DPW will use the grant to fund a targeted campaign to educate residents about the items accepted in the City’s curbside recycling and improve the quality of the recycling collected. The campaign will encourage residents to “recycle right,” to decrease the City’s rate of recycling contamination and reduce recycling processing costs. 

“I am confident that this Recycling Partnership grant will be a game-changer for the City’s single-stream recycling program and help us ensure that our residents recycle right,” Mayor Bernard C. “Jack” Young said. “This grant will make sure DPW has the tools and resources to help our communities improve their recycling habits and subsequently create a healthier environment for all residents of Baltimore City.”

A key part of the City’s recycling outreach will be implementing The Recycling Partnership’s Feet on the Street program, a comprehensive education and outreach strategy that involves City recycling crews and supervisors visiting residents’ recycling containers and providing feedback on how to improve what items make it into the recycling container.

“The Feet on the Street campaign works by giving residents instant feedback on what is and is not recyclable,” said Cody Marshall, Chief Community Strategy Officer at The Recycling Partnership. “Through this tailored feedback loop, we are helping the City of Baltimore capture more quality recyclables that are then transformed into new materials, creating a healthier, more circular economy, a less wasteful planet, and stronger, healthier communities.”

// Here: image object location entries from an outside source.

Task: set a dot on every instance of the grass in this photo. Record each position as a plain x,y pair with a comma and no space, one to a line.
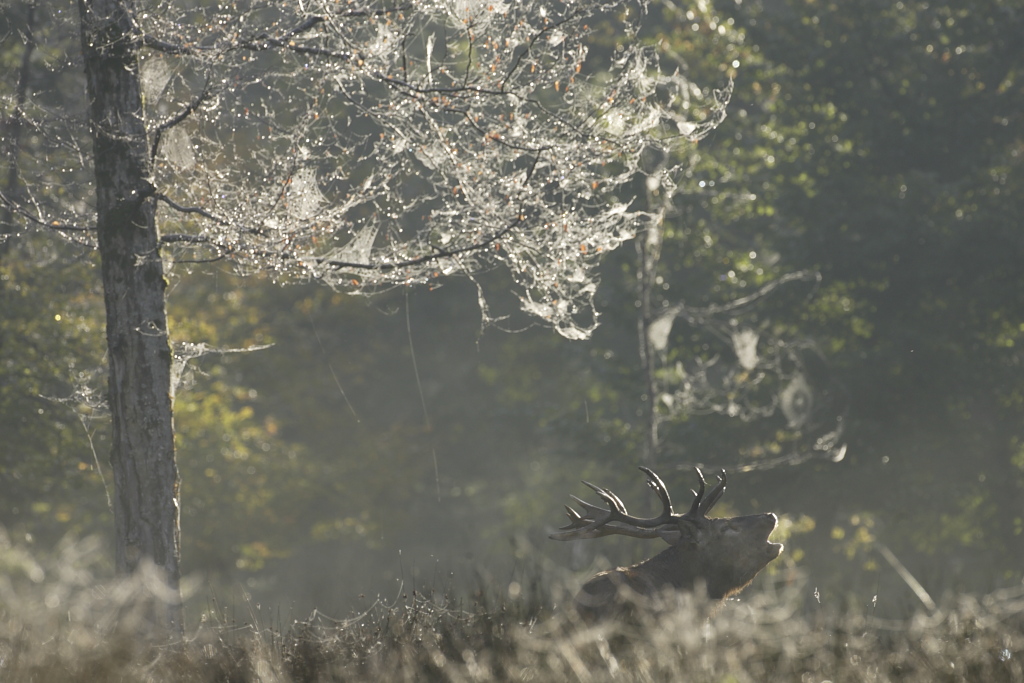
71,628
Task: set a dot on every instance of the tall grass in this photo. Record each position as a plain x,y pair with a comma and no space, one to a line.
58,624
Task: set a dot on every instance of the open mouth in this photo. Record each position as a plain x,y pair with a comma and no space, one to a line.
773,549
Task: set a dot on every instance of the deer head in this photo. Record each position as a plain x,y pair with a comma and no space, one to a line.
723,554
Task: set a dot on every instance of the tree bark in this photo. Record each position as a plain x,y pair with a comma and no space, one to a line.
145,475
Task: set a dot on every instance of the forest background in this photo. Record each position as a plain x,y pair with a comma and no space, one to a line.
862,205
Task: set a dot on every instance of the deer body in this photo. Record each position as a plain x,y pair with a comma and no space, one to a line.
721,554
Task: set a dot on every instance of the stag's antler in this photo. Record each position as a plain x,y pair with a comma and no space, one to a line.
597,521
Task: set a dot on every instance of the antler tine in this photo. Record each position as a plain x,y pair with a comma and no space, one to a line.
597,521
714,496
660,489
697,495
608,497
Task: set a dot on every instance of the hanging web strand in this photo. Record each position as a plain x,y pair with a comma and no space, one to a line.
385,146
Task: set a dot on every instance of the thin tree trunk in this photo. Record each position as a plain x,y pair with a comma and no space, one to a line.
12,130
648,253
145,476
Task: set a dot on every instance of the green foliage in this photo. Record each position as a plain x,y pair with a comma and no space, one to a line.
507,631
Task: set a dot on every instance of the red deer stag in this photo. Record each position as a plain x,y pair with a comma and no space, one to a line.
722,554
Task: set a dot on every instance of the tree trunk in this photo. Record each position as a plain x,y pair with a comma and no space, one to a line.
145,476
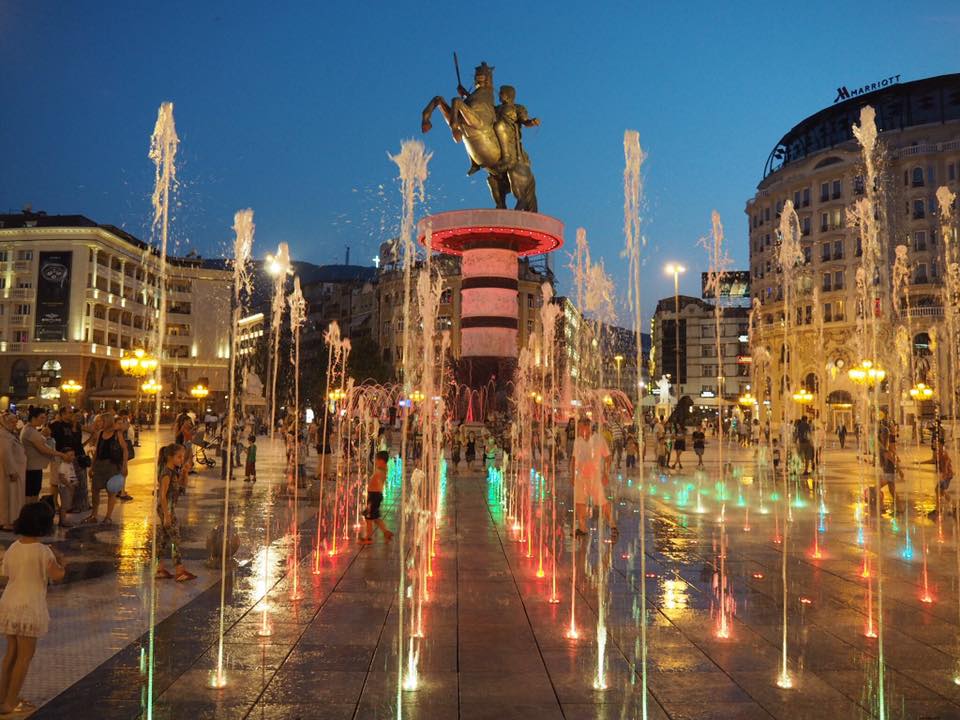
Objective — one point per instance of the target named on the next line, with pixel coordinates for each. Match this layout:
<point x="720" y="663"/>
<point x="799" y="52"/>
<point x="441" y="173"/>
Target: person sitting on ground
<point x="375" y="485"/>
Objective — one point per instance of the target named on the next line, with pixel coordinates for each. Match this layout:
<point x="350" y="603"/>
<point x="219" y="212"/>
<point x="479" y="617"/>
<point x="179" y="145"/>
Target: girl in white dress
<point x="28" y="565"/>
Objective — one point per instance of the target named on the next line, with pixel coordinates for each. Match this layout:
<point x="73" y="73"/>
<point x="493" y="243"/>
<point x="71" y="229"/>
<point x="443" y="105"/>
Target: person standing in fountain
<point x="588" y="473"/>
<point x="13" y="471"/>
<point x="28" y="565"/>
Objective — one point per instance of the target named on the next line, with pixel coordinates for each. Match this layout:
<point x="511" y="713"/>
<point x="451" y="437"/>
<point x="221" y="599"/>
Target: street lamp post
<point x="675" y="269"/>
<point x="138" y="365"/>
<point x="618" y="359"/>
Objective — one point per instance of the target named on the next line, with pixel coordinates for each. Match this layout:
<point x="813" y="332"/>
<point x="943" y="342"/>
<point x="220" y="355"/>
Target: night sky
<point x="291" y="109"/>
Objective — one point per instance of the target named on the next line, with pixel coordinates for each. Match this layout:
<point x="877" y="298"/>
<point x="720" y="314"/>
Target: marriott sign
<point x="844" y="94"/>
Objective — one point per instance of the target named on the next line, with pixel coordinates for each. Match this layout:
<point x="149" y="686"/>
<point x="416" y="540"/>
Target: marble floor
<point x="494" y="645"/>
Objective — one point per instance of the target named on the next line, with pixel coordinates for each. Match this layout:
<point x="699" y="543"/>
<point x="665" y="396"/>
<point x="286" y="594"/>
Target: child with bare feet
<point x="375" y="498"/>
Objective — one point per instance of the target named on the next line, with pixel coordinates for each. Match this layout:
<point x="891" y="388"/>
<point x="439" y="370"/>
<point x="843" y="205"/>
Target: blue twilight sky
<point x="291" y="109"/>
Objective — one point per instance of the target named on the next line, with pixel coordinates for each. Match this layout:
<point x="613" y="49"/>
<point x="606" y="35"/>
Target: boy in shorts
<point x="374" y="497"/>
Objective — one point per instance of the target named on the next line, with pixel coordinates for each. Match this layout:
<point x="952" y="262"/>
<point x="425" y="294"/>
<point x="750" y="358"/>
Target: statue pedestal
<point x="489" y="243"/>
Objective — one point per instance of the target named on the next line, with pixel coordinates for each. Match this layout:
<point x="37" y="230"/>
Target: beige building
<point x="75" y="297"/>
<point x="818" y="166"/>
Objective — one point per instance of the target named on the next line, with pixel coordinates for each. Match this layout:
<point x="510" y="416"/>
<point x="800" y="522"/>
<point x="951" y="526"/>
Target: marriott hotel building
<point x="817" y="164"/>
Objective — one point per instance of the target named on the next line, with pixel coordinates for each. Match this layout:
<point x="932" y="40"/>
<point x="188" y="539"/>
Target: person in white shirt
<point x="589" y="476"/>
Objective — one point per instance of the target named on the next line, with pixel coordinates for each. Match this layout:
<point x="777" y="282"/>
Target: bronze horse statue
<point x="491" y="136"/>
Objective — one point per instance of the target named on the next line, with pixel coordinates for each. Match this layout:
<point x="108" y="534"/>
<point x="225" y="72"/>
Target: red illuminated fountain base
<point x="489" y="242"/>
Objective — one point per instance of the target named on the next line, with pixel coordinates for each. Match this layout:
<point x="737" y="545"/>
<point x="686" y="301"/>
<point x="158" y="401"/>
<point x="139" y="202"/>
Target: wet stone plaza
<point x="304" y="639"/>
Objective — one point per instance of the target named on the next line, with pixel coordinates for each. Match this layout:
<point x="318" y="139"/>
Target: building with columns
<point x="76" y="296"/>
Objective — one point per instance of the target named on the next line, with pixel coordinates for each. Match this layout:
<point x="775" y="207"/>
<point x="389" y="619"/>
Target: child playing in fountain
<point x="375" y="497"/>
<point x="28" y="565"/>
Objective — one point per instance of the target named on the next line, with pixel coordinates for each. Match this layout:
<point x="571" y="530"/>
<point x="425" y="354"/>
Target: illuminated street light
<point x="675" y="269"/>
<point x="866" y="373"/>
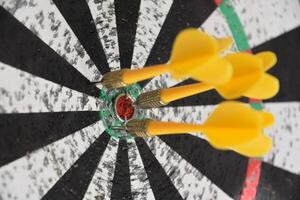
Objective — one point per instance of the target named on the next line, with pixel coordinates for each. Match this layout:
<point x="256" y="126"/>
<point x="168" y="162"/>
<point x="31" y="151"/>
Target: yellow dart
<point x="231" y="124"/>
<point x="249" y="79"/>
<point x="195" y="54"/>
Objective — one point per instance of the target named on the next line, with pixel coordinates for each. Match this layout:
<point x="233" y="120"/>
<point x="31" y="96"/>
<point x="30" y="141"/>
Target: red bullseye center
<point x="124" y="108"/>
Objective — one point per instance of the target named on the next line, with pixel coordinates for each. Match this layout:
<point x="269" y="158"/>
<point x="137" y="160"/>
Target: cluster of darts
<point x="199" y="56"/>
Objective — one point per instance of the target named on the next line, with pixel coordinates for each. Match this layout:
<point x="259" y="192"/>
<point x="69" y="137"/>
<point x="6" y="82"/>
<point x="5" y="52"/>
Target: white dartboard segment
<point x="101" y="184"/>
<point x="190" y="183"/>
<point x="152" y="15"/>
<point x="286" y="136"/>
<point x="26" y="93"/>
<point x="140" y="186"/>
<point x="45" y="20"/>
<point x="31" y="176"/>
<point x="103" y="13"/>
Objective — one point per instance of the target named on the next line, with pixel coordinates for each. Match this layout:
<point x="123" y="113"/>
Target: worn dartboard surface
<point x="53" y="144"/>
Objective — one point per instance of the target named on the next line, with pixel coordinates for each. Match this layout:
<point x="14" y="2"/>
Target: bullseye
<point x="124" y="107"/>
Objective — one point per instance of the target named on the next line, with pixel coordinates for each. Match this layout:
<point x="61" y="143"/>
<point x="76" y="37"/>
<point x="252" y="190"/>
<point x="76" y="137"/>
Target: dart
<point x="195" y="54"/>
<point x="249" y="79"/>
<point x="232" y="125"/>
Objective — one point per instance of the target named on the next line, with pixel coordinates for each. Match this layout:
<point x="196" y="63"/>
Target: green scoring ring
<point x="107" y="113"/>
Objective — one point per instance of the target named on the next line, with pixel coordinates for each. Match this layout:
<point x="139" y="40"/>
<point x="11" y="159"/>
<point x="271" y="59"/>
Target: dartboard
<point x="54" y="143"/>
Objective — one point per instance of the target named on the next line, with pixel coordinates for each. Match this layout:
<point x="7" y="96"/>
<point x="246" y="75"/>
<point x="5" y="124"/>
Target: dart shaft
<point x="164" y="128"/>
<point x="162" y="97"/>
<point x="171" y="94"/>
<point x="133" y="76"/>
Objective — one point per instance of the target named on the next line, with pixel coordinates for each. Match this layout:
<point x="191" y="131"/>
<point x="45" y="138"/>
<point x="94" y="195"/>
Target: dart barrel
<point x="113" y="79"/>
<point x="138" y="128"/>
<point x="149" y="100"/>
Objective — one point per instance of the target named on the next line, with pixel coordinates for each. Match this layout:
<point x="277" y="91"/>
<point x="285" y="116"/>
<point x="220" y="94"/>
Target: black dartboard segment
<point x="20" y="48"/>
<point x="75" y="181"/>
<point x="287" y="68"/>
<point x="30" y="131"/>
<point x="77" y="14"/>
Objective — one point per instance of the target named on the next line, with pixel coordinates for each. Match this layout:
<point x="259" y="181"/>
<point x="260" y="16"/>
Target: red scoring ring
<point x="124" y="108"/>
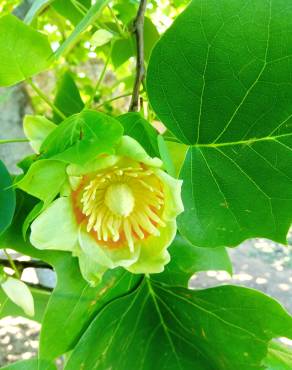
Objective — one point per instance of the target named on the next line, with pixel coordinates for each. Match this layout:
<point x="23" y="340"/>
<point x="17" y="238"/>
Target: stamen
<point x="123" y="205"/>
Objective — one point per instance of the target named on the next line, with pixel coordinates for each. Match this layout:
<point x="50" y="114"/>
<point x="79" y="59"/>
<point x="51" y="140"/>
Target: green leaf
<point x="82" y="136"/>
<point x="177" y="153"/>
<point x="186" y="260"/>
<point x="13" y="238"/>
<point x="165" y="156"/>
<point x="36" y="129"/>
<point x="279" y="357"/>
<point x="7" y="198"/>
<point x="69" y="11"/>
<point x="31" y="364"/>
<point x="101" y="37"/>
<point x="233" y="107"/>
<point x="24" y="52"/>
<point x="74" y="304"/>
<point x="89" y="18"/>
<point x="141" y="130"/>
<point x="223" y="328"/>
<point x="8" y="308"/>
<point x="37" y="7"/>
<point x="68" y="98"/>
<point x="44" y="180"/>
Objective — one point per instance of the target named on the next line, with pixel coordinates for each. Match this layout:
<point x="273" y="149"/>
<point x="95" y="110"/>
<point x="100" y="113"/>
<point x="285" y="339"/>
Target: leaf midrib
<point x="242" y="142"/>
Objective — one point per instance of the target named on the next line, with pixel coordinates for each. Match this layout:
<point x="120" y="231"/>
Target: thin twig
<point x="101" y="77"/>
<point x="140" y="68"/>
<point x="113" y="99"/>
<point x="121" y="32"/>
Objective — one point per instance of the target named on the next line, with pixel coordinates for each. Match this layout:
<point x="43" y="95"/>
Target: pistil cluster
<point x="121" y="205"/>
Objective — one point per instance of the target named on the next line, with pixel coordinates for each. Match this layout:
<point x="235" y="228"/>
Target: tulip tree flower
<point x="115" y="210"/>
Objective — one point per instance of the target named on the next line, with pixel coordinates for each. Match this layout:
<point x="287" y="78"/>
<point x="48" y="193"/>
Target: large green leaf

In addition, the grant will help to support outreach, mailers, hangtags and ads. These items will amplify DPW’s message that recyclables should be loose and not in bags and plastic bags and that items with food residue, batteries, and small electronics, and Styrofoam should not be placed in recycling containers.  Many of these materials can cause equipment jams at recycling processing facilities, creating hazards for recycling facility workers.

The City’s residential curbside recycling has an average contamination rate of 24%, with plastic bags and bagged materials being some of the largest contributors to the contamination rate.  The City must pay its recycling processor for the disposal of this contaminated material.

“This grant affects our bottom line.  A reduction in contamination will save the City taxpayers money on recycling processing costs,” Acting DPW Director Matthew Garbark said.